There are enough desktop and web applications out now where it should be possible for us to evolve past UI components and isolate and identify UI patterns that can then be used to create "UI Pattern Panels" that snap together to form a complete application.

How would these be different from components? Well, for one, they would represent a complete solution. Let's take a common situation -- tree on the left, data grid on the right, some action icons on the top, some action buttons on the bottom. I have just described some 90% of apps that allow management of any kind of hierarchical data. Instead of a developer wiring all this together with individual components, this should be a "Tree-Grid Data Panel." Instead of having a zillion places where a developer can customize the styles, colors, fonts etc. there should be one for the panel. That's it. You can't muck with individual pieces. This might be painful at first, but once you get used to not mucking with the individual pieces, it leaves you with more time to focus on more important things and create a better solution. Does this sound familiar? You bet...it's "convention over configuration."
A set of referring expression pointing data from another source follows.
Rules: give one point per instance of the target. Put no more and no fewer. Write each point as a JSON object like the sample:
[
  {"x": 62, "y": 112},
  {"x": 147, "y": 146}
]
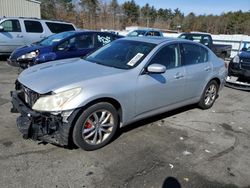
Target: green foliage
[{"x": 129, "y": 13}]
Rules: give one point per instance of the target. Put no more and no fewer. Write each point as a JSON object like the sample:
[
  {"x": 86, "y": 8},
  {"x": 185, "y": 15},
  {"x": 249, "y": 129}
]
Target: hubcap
[
  {"x": 210, "y": 94},
  {"x": 98, "y": 127}
]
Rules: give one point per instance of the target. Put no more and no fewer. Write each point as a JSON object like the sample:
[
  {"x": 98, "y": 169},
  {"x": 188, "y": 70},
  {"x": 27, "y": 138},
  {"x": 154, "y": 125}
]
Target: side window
[
  {"x": 168, "y": 56},
  {"x": 11, "y": 26},
  {"x": 33, "y": 26},
  {"x": 150, "y": 33},
  {"x": 84, "y": 41},
  {"x": 194, "y": 54},
  {"x": 206, "y": 40},
  {"x": 156, "y": 33},
  {"x": 64, "y": 45},
  {"x": 59, "y": 27},
  {"x": 78, "y": 42},
  {"x": 103, "y": 39}
]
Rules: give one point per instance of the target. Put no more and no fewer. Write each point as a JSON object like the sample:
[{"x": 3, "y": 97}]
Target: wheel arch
[{"x": 80, "y": 110}]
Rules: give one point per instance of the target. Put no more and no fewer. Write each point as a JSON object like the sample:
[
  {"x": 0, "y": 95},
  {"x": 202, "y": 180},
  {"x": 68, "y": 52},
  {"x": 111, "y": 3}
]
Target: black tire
[
  {"x": 78, "y": 136},
  {"x": 223, "y": 55},
  {"x": 204, "y": 104}
]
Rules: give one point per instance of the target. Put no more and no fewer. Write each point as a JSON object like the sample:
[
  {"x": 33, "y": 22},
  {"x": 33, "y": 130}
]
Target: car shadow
[
  {"x": 136, "y": 124},
  {"x": 3, "y": 57},
  {"x": 153, "y": 119}
]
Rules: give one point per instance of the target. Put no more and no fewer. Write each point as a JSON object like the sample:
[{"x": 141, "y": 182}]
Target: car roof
[
  {"x": 154, "y": 40},
  {"x": 195, "y": 33},
  {"x": 34, "y": 18},
  {"x": 147, "y": 30}
]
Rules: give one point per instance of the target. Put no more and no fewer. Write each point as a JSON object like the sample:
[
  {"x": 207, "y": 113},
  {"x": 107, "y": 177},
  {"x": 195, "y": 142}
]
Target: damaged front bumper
[{"x": 47, "y": 127}]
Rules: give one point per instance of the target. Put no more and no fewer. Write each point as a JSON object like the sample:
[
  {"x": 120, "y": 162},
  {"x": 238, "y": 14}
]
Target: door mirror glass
[
  {"x": 1, "y": 28},
  {"x": 72, "y": 47},
  {"x": 244, "y": 49},
  {"x": 156, "y": 68}
]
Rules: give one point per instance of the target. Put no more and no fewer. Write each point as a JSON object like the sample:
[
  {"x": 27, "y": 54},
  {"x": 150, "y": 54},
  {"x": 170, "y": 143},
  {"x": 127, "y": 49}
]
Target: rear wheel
[
  {"x": 209, "y": 95},
  {"x": 96, "y": 126}
]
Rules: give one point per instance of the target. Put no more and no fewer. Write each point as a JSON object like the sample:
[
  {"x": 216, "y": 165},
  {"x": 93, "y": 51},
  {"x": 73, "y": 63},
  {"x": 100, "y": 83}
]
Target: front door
[
  {"x": 198, "y": 68},
  {"x": 155, "y": 91}
]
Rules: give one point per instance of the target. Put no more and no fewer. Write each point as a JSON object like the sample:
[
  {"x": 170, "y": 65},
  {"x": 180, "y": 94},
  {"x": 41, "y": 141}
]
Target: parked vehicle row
[
  {"x": 17, "y": 31},
  {"x": 60, "y": 46},
  {"x": 239, "y": 66},
  {"x": 129, "y": 79}
]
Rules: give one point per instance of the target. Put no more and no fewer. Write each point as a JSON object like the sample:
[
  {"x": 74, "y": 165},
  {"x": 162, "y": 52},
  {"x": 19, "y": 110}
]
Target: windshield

To its credit, the YUI! team has taken a small step in this direction with its Design Pattern Library. This is not nearly enough. TIBCO, which has arguably the most elegant and powerful UI suite of all, the TIBCO General Interface is heading in the generally correct direction with a SOA emphasis on UI components.

Who will put UI's on Rails? What do you think about component-centric versus pattern-centric approaches to user interfaces?